Too little known about food allergies
“There has been an urgent call for answers within the food allergy advocacy community, and a lot of great work is already underway,” says Aviv Regev. “However, we know too little about the basic biological mechanisms that underlie these allergies. We believe that with an ambitious, interdisciplinary approach, and a partnership between immunologists, clinicians, technologists, and computational scientists we can help speed research and enhance scientific understanding of food allergy in a manner that would translate in the future to improved diagnostics and therapies.”

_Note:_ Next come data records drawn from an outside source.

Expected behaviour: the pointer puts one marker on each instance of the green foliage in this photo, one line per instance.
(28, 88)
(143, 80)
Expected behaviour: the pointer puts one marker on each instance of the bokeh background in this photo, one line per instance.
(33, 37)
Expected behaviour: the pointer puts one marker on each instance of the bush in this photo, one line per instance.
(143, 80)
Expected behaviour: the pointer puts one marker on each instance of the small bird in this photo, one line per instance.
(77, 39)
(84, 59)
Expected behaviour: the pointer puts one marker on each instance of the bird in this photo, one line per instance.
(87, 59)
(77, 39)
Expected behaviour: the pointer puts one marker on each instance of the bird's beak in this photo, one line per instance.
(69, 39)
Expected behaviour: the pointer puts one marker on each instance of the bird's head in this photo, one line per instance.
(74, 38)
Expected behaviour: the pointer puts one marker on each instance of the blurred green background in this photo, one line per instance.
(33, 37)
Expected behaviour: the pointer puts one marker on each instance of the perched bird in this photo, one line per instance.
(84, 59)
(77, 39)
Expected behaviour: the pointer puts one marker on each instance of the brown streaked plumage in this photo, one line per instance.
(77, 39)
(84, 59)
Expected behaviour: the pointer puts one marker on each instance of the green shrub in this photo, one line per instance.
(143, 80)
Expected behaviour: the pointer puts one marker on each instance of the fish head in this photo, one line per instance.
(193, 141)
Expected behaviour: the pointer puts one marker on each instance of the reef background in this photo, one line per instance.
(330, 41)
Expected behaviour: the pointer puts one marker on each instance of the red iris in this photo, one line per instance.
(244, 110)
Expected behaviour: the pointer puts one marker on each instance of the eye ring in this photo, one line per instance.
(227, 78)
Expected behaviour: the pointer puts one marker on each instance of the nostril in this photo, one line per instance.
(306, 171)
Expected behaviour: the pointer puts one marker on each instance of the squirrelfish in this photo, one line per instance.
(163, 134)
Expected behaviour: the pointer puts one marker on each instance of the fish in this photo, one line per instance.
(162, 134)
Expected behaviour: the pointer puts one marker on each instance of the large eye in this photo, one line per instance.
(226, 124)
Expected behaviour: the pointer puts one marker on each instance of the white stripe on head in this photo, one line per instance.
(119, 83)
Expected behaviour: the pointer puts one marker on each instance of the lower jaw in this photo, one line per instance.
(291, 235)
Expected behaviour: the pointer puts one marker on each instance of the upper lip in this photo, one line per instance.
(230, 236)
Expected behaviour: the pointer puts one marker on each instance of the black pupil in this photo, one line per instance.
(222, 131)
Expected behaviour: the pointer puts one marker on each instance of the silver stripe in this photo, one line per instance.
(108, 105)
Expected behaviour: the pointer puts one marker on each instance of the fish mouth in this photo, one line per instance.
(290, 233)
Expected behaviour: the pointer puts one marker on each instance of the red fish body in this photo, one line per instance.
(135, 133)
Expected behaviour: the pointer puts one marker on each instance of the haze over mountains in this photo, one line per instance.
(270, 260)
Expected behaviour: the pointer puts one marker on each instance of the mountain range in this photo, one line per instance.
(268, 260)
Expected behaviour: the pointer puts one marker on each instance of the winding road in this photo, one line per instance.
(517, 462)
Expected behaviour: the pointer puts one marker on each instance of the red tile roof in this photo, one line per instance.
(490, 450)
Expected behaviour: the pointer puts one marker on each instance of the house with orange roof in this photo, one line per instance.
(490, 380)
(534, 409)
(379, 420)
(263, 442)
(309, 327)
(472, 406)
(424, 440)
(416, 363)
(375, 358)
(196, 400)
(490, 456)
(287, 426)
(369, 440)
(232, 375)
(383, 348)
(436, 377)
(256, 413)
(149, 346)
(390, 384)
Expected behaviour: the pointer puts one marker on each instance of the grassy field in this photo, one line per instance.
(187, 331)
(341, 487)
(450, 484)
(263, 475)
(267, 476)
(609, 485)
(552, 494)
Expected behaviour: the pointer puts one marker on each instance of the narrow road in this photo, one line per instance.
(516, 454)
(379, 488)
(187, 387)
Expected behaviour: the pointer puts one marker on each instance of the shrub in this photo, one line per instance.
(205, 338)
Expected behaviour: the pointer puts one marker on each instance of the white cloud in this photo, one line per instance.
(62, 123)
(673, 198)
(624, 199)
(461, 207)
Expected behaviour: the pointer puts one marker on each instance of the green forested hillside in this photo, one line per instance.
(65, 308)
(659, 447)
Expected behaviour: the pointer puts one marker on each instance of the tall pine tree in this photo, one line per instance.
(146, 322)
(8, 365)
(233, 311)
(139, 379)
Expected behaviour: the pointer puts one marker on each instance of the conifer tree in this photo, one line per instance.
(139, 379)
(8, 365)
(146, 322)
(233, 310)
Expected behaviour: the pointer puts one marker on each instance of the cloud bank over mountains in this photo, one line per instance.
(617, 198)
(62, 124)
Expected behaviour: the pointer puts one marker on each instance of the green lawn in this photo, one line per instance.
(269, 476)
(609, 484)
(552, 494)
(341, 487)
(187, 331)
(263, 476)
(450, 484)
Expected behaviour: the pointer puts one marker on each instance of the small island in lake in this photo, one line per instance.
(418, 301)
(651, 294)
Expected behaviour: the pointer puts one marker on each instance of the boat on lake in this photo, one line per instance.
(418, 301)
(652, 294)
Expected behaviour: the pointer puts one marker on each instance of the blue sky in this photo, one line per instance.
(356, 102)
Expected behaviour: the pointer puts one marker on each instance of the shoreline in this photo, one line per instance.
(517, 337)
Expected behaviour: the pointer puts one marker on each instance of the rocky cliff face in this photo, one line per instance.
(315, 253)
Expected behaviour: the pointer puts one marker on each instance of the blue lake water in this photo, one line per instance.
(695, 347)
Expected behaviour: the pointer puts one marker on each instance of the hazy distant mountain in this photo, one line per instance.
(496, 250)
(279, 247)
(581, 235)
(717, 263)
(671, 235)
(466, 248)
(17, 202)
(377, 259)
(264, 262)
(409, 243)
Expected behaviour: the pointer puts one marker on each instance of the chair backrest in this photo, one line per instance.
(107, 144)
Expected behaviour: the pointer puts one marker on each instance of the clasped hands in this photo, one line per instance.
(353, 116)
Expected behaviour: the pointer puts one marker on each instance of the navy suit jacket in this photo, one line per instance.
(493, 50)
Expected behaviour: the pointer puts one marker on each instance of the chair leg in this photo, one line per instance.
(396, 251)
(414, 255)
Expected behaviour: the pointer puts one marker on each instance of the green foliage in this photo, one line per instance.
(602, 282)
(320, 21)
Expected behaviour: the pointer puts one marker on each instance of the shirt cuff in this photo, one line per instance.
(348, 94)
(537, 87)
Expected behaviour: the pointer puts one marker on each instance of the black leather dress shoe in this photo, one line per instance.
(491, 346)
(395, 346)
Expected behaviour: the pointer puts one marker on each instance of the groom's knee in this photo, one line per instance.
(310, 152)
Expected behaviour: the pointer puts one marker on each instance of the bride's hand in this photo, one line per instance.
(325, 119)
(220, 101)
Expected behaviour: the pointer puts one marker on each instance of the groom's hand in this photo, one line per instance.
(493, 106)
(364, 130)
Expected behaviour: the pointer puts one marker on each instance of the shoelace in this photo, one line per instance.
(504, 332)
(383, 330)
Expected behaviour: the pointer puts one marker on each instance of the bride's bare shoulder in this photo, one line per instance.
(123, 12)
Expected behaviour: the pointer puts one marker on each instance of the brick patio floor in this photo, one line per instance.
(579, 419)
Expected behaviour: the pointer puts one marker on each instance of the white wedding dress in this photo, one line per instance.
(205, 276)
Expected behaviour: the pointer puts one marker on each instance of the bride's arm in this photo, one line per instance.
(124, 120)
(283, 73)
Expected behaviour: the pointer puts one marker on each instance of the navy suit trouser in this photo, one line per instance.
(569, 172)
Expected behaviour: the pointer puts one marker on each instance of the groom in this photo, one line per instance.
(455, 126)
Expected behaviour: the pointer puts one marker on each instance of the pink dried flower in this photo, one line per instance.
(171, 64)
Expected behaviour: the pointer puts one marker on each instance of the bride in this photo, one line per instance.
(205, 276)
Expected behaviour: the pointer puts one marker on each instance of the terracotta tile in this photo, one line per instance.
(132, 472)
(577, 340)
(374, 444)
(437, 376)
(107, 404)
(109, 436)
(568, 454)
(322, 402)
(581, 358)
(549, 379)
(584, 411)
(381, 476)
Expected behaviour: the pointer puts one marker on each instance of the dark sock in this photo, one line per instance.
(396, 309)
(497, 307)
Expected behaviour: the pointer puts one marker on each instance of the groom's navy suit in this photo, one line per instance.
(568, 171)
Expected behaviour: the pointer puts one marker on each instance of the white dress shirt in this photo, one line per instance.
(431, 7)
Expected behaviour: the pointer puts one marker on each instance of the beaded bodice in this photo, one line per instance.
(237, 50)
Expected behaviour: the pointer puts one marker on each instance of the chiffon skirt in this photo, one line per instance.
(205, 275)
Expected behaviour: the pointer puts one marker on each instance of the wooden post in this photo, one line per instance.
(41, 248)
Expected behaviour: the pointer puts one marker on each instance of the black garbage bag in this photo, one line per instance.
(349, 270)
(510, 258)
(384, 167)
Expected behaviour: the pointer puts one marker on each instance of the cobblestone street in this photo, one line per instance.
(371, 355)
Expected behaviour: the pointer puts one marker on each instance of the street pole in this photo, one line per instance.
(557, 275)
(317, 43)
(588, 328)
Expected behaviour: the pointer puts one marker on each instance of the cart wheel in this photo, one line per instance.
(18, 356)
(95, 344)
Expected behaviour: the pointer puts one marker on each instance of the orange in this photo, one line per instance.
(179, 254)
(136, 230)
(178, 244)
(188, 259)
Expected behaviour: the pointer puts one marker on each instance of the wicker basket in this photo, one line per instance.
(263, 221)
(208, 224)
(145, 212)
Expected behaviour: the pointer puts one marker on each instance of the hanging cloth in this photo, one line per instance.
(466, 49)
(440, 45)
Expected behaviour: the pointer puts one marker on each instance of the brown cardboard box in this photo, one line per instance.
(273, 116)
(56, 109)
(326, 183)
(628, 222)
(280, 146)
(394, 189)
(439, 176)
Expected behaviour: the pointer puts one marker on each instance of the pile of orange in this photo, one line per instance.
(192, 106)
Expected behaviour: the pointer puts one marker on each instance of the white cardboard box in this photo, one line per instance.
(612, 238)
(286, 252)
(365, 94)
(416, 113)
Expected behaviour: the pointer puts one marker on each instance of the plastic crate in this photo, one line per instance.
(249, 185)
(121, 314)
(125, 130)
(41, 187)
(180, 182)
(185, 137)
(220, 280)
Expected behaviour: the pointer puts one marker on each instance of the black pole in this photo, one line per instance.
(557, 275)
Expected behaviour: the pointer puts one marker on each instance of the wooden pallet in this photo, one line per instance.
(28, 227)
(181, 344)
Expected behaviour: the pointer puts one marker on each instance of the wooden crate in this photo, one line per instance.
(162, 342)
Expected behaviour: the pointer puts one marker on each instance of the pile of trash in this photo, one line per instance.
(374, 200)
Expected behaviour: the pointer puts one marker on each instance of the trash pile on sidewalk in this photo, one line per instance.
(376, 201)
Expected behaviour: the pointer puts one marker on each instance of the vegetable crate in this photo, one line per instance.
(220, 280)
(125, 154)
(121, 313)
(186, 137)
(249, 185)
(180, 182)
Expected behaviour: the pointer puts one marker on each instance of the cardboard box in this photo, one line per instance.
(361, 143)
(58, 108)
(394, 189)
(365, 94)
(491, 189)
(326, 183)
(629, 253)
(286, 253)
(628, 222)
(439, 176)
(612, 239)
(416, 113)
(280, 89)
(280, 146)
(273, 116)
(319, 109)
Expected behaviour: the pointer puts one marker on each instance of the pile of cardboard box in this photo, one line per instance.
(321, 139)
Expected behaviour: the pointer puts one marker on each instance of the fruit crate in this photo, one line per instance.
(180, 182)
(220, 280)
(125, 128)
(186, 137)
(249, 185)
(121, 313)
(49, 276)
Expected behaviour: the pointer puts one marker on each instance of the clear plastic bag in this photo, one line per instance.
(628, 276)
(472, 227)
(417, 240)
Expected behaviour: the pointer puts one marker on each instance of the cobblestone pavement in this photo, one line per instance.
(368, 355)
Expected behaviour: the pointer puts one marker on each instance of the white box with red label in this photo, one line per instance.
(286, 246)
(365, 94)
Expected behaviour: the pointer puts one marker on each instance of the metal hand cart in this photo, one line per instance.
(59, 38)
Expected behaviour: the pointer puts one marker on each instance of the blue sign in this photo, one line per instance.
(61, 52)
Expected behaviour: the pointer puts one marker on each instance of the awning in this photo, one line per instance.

The researchers enter a near-barren landscape in terms of our understanding of the fundamental biological mechanisms underlying food allergy. Currently, diagnosing and treating food allergy is a major challenge: allergic reactions, which can be life-threatening, are the primary means of diagnosis, and treatment is limited to avoidance of known allergy-causing foods and epinephrine injections, which are only administered once an allergic reaction has been triggered. Understanding the basic biology that drives the allergic response to food is a first step needed to catalyse research.
FASI aims to accelerate the pace of discovery in this field and enable the development of new diagnostics and treatments through a coordinated effort that brings together specialists from a variety of disciplines including immunology, gastroenterology, computational biology, molecular biology, and bioengineering to answer fundamental questions pertaining to food allergy.